By adding together certain of the measures of structure in a symmetrical manner and by ignoring others we reduce the really important measures to 16.[37] These can be divided into 10 forming a symmetrical scheme and 6 forming an antisymmetrical scheme. This is the great point of bifurcation of the world.
Symmetrical coefficients (10). Out of these we find it possible to construct Geometry and Mechanics. They are the ten potentials of Einstein (
). We derive from them space, time, and the world-curvatures representing the mechanical properties of matter, viz. momentum, energy, stress, etc.
Antisymmetrical coefficients (6). Out of these we construct Electromagnetism. They are the three components of electric intensity and three components of magnetic force. We derive electric and magnetic potential, electric charge and current, light and other electric waves.
We do not derive the laws and phenomena of atomicity. Our building operation has somehow been too coarse to furnish the microscopic structure of the world, so that atoms, electrons and quanta are at present beyond our skill.
But in regard to what is called field-physics the construction is reasonably complete. The metrical, gravitational and electromagnetic fields are all included. We build the quantities enumerated above; and they obey the great laws of field-physics in virtue of the way in which they have been built. That is the special feature; the field laws—conservation of energy, mass, momentum and of electric charge, the law of gravitation, Maxwell’s equations—are not controlling laws.[38] They are truisms. Not truisms when approached in the way the mind looks out on the world, but truisms when we encounter them in a building up of the world from a basal structure. I must try to make clear our new attitude to these laws.
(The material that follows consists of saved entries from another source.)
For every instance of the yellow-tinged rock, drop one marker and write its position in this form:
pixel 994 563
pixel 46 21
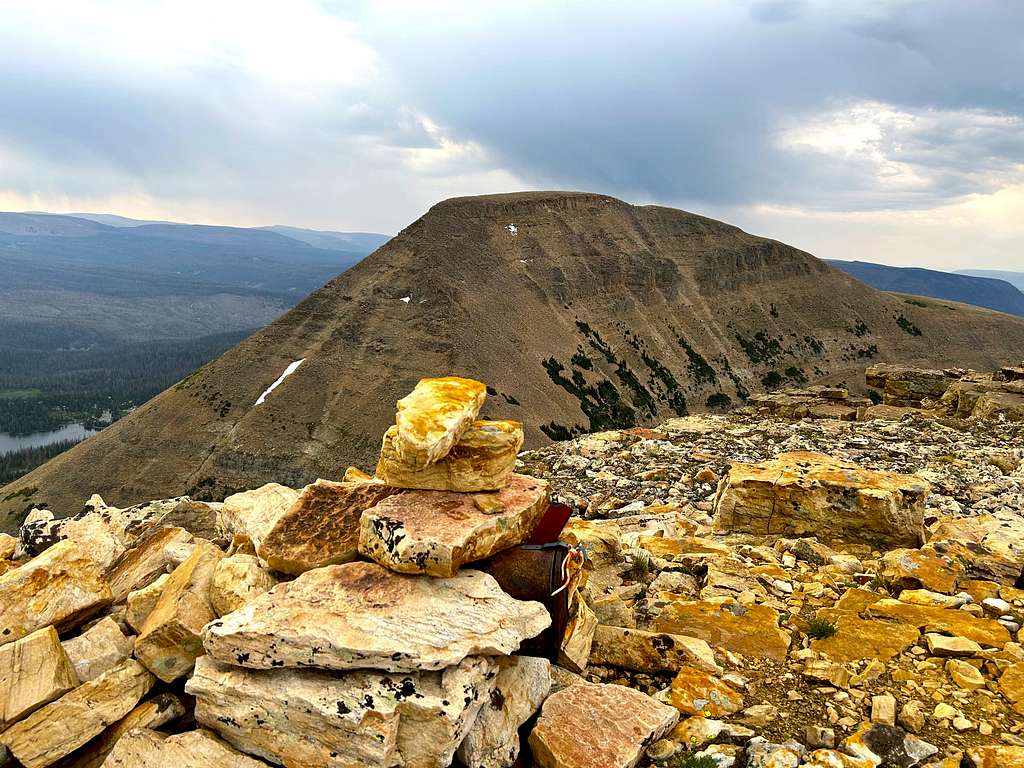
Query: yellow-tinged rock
pixel 1012 686
pixel 237 581
pixel 748 630
pixel 34 671
pixel 996 756
pixel 142 748
pixel 99 648
pixel 438 531
pixel 481 460
pixel 62 587
pixel 170 641
pixel 696 692
pixel 62 726
pixel 322 526
pixel 162 709
pixel 809 494
pixel 957 623
pixel 433 417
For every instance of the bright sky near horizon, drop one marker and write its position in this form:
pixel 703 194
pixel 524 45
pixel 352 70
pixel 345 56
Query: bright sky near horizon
pixel 881 130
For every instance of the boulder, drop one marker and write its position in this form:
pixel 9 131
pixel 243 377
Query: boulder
pixel 62 586
pixel 808 494
pixel 481 460
pixel 436 531
pixel 154 713
pixel 253 513
pixel 142 748
pixel 748 630
pixel 62 726
pixel 521 686
pixel 98 649
pixel 144 563
pixel 170 641
pixel 237 580
pixel 322 526
pixel 942 621
pixel 34 671
pixel 139 604
pixel 434 416
pixel 588 725
pixel 650 652
pixel 363 615
pixel 364 718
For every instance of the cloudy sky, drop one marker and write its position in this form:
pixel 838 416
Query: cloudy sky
pixel 885 130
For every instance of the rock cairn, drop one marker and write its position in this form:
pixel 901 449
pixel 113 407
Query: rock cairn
pixel 336 625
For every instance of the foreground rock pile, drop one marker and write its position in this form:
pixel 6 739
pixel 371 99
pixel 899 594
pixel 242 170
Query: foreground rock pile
pixel 758 591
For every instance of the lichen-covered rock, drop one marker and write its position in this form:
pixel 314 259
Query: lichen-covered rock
pixel 363 718
pixel 34 671
pixel 804 493
pixel 98 649
pixel 520 687
pixel 589 725
pixel 64 725
pixel 142 748
pixel 62 586
pixel 437 531
pixel 237 581
pixel 170 641
pixel 321 527
pixel 481 460
pixel 748 630
pixel 650 651
pixel 434 416
pixel 363 615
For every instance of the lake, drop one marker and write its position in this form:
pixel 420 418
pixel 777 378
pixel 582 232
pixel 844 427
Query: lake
pixel 75 431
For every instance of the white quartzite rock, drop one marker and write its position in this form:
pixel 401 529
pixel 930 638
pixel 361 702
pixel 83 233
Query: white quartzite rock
pixel 590 725
pixel 363 615
pixel 314 718
pixel 436 531
pixel 520 688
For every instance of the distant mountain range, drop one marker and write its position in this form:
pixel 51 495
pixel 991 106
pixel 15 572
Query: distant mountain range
pixel 989 289
pixel 99 311
pixel 1014 279
pixel 581 311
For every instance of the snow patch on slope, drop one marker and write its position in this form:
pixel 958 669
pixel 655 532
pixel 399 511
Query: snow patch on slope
pixel 288 372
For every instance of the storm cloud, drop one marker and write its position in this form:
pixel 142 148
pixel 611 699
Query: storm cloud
pixel 361 115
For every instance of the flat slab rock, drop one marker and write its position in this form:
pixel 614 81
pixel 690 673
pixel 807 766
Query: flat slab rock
pixel 598 726
pixel 142 748
pixel 62 586
pixel 360 614
pixel 321 526
pixel 809 494
pixel 433 417
pixel 481 460
pixel 364 718
pixel 436 531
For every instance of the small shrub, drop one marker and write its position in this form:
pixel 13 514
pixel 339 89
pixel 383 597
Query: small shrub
pixel 819 629
pixel 640 565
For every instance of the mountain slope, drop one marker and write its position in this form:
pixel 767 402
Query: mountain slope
pixel 980 291
pixel 1014 279
pixel 583 311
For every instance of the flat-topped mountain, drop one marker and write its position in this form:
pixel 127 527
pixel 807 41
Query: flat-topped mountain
pixel 584 313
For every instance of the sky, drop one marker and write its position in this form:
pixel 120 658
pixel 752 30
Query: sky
pixel 881 130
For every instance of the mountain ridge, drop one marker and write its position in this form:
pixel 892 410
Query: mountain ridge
pixel 585 312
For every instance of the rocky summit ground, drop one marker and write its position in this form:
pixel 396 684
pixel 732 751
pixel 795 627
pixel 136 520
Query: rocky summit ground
pixel 647 498
pixel 816 580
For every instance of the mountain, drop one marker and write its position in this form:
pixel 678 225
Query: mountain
pixel 328 239
pixel 584 313
pixel 986 291
pixel 1014 279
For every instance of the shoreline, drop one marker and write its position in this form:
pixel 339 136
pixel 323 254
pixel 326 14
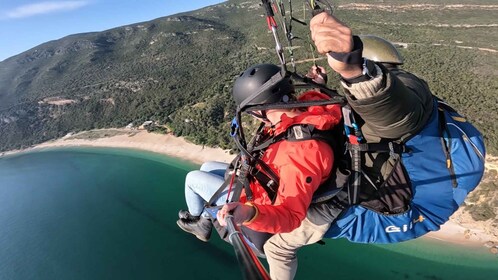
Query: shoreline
pixel 460 230
pixel 165 144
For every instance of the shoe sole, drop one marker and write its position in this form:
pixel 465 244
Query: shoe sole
pixel 187 230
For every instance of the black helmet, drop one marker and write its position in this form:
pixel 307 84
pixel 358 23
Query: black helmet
pixel 380 50
pixel 262 84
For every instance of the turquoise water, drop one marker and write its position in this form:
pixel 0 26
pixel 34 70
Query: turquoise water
pixel 110 214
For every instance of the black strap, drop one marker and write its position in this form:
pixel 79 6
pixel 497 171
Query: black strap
pixel 443 129
pixel 388 147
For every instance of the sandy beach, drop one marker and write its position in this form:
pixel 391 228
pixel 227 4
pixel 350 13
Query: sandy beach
pixel 460 229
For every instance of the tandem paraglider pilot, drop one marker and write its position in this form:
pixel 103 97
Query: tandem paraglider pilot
pixel 355 169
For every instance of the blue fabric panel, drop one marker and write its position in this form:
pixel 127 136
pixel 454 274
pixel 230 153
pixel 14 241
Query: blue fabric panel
pixel 435 198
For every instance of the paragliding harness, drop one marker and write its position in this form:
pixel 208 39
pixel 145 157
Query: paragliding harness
pixel 432 171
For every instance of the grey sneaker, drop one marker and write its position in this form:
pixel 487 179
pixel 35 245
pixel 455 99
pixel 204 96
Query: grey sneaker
pixel 200 227
pixel 185 214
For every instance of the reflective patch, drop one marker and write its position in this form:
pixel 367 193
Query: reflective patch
pixel 298 132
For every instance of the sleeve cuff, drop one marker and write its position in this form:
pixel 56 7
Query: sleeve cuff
pixel 366 89
pixel 256 213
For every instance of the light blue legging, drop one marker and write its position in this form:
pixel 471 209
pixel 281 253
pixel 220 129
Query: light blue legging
pixel 200 185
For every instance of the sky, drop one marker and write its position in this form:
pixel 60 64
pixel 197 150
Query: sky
pixel 25 24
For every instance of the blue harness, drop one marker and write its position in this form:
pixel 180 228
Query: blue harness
pixel 444 162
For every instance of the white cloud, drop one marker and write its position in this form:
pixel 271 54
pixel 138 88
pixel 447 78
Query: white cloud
pixel 44 8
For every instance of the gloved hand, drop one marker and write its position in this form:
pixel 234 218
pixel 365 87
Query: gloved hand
pixel 241 213
pixel 331 35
Identical Laws. Energy momentum and stress, which we have identified with the ten principal curvatures of the world, are the subject of the famous laws of conservation of energy and momentum. Granting that the identification is correct, these laws are mathematical identities. Violation of them is unthinkable. Perhaps I can best indicate their nature by an analogy.
An aged college Bursar once dwelt secluded in his rooms devoting himself entirely to accounts. He realised the intellectual and other activities of the college only as they presented themselves in the bills. He vaguely conjectured an objective reality at the back of it all—some sort of parallel to the real college—though he could only picture it in terms of the pounds, shillings and pence which made up what he would call “the commonsense college of everyday experience”. The method of account-keeping had become inveterate habit handed down from generations of hermit-like bursars; he accepted the form of accounts as being part of the nature of things. But he was of a scientific turn and he wanted to learn more about the college. One day in looking over his books he discovered a remarkable law. For every item on the credit side an equal item appeared somewhere else on the debit side. “Ha!” said the Bursar, “I have discovered one of the great laws controlling the college. It is a perfect and exact law of the real world. Credit must be called plus and debit minus; and so we have the law of conservation of £ s. d. This is the true way to find out things, and there is no limit to what may ultimately be discovered by this scientific method. I will pay no more heed to the superstitions held by some of the Fellows as to a beneficent spirit called the King or evil spirits called the University Commissioners. I have only to go on in this way and I shall succeed in understanding why prices are always going up.”
I have no quarrel with the Bursar for believing that scientific investigation of the accounts is a road to exact (though necessarily partial) knowledge of the reality behind them. Things may be discovered by this method which go deeper than the mere truism revealed by his first effort. In any case his life is especially concerned with accounts and it is proper that he should discover the laws of accounts whatever their nature. But I would point out to him that a discovery of the overlapping of the different aspects in which the realities of the college present themselves in the world of accounts, is not a discovery of the laws controlling the college; that he has not even begun to find the controlling laws. The college may totter but the Bursar’s accounts still balance.